I have written many articles about autism and intellectual and developmental disability on this site, including:

5 Comments

  1. Thank you Ray for writing these words. I met a baby girl laying in the hospital at the age of 7 weeks that was shaken and abused. A few weeks later she had brain surgery. I knew watching her at the hospital that I had fallen in love with her. We took her home at the age of 4 months and we were blessed to have her with us for over 31 years. Her life was with myself, my husband and the wonderful staff who cared for her. She was blessed to have staff who fell in love with her also and stayed one for 26 years, one for 21 years and one for 8 years. She was home bound and so medially fragile that she could not interact in the community. Her world was in my house with these wonderful loving staff.
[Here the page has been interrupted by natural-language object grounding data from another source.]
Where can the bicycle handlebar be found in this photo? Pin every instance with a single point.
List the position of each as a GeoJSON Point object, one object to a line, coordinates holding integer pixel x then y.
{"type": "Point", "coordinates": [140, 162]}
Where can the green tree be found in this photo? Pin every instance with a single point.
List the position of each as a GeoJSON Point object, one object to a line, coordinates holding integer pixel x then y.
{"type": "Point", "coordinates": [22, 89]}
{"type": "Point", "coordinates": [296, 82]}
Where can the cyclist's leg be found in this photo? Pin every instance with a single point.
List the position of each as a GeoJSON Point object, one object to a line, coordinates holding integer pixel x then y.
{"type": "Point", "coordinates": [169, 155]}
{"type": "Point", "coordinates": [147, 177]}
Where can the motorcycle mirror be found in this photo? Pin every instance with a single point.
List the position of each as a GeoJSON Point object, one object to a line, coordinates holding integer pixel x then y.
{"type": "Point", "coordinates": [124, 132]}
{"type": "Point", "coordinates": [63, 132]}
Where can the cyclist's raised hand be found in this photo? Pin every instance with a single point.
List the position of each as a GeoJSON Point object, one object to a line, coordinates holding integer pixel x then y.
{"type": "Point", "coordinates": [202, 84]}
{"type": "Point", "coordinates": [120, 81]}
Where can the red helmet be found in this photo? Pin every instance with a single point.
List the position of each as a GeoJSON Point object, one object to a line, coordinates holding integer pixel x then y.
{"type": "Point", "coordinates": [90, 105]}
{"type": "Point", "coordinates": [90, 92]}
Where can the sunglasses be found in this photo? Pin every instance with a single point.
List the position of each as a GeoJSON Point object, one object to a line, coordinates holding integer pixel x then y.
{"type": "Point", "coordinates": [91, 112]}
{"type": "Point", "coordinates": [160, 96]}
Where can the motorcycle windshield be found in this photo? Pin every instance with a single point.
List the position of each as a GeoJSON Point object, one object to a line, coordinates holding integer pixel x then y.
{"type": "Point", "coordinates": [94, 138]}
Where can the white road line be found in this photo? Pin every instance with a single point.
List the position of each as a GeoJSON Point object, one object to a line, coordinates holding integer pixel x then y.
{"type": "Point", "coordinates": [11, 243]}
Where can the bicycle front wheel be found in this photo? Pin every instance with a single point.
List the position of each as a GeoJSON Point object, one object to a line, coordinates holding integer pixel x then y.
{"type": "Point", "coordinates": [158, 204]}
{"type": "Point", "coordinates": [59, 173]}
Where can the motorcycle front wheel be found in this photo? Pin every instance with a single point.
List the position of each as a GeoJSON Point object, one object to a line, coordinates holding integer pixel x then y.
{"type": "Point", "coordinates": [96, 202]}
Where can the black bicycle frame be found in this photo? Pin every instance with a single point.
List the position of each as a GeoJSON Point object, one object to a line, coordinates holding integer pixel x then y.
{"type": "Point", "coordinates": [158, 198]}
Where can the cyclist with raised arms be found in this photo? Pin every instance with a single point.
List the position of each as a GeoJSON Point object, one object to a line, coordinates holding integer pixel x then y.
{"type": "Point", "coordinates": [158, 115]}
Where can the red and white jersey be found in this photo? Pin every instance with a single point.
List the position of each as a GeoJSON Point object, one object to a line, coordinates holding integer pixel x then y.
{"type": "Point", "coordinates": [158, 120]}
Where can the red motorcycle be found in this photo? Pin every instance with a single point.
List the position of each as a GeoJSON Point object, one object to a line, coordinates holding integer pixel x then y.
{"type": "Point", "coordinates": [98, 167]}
Words can not tell anyone how much I love these people. So many individuals did not understand why we gave up so much in order to care for her but the lessons she taught us and the love she showed us, words can not tell the story. She passed recently and looking back now I understand what each and everyone of us were given and it was unconditional love. We received more than we gave. I believe it takes a special kind of person to care for the IDD population so thank you in attempting to try and educate people about these very special individuals. I made a promise to this baby that she would not die without knowing love and she knew an immense amount of love due to the people who came to her world and loved her. Thank you, Jane Lindsey

    Liked by 1 person

    1. Jane, thank you for sharing your beautiful, moving story—and that of your daughter, your husband, and all your care workers. I am so sorry for your loss, Jane. But “unconditional love” is forever.